One of the most well-known investors of the 20th Century, Benjamin Graham, said that “the investor’s chief problem—and even his worst enemy—is likely to be himself.”¹
What Graham understood—and modern research is catching up to—is the idea that we all have emotions and biases that affect our decision-making. The innate wiring built to survive pre-modern times can be counterproductive in our modern world, especially when it comes to investing.
Let’s take a quick look at a few of the human emotions and biases that can adversely impact sound investment decision-making.
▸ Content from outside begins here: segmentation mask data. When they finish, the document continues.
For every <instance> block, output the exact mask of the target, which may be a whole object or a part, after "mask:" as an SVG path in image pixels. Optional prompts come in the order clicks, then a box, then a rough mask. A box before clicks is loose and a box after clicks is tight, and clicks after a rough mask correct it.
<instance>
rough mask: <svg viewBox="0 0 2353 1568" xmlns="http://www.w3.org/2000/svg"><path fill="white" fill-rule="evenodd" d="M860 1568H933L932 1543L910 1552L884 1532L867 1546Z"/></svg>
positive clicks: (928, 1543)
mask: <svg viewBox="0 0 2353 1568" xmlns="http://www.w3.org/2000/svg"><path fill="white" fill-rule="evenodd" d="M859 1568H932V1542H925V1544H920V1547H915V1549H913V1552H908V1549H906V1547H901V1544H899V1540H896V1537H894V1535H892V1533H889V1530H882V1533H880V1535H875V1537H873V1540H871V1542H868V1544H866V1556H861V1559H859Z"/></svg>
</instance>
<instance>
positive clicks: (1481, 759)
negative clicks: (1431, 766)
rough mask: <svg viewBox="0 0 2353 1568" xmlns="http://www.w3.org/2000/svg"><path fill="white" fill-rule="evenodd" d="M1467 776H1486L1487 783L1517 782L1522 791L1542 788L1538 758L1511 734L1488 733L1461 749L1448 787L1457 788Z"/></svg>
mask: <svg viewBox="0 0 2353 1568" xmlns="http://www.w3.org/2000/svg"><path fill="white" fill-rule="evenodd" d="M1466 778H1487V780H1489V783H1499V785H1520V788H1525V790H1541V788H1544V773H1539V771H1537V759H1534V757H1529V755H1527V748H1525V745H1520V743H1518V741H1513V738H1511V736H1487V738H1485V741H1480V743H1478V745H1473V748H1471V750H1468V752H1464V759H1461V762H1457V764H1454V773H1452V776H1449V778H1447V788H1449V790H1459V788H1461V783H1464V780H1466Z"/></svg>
Fear and Greed — These are the two most powerful emotions that move investors and investment markets. Each emotion clouds our capability for rational and dispassionate decision-making. They are the emotions that lead us to believe that prices may continue to rise (think the Tulip price bubble of 1636) or that everything has gone so wrong that prices may not recover (think Credit Crisis of 2008-2009).
Some investors have found a way to conquer these emotions, be brave when everyone else is fearful, and resist the temptations of a too-exuberant market.
Overconfidence — Peter Bernstein, a noted economic historian, argued that the riskiest moment may be when we feel that we are right.² It is at that precise moment that we tend to disregard all information that may conflict with our beliefs, setting ourselves up for investment surprise.
Selective Memory — Human nature is such that we tend to recast history in the manner that emphasizes our successes and downplays our failures. As a result, we may not benefit from the valuable lessons failure can teach. Indeed, failure may be your most valuable asset.
Prediction Fallacy — Humans have an innate desire to recognize patterns and apply these patterns to predicting the future. We erroneously believe that because “A” occurred and “B” happened that if “A” happens again, we can profit by anticipating that “B” will repeat. Market history is littered with examples of “rules of thumb” that have worked, until they no longer worked.
Financial markets are complex and unpredictable. Our endeavors to tap their opportunities to pursue our financial goals are best realized when we don’t burden the enterprise by blindness to the inherent behavioral obstacles we all share.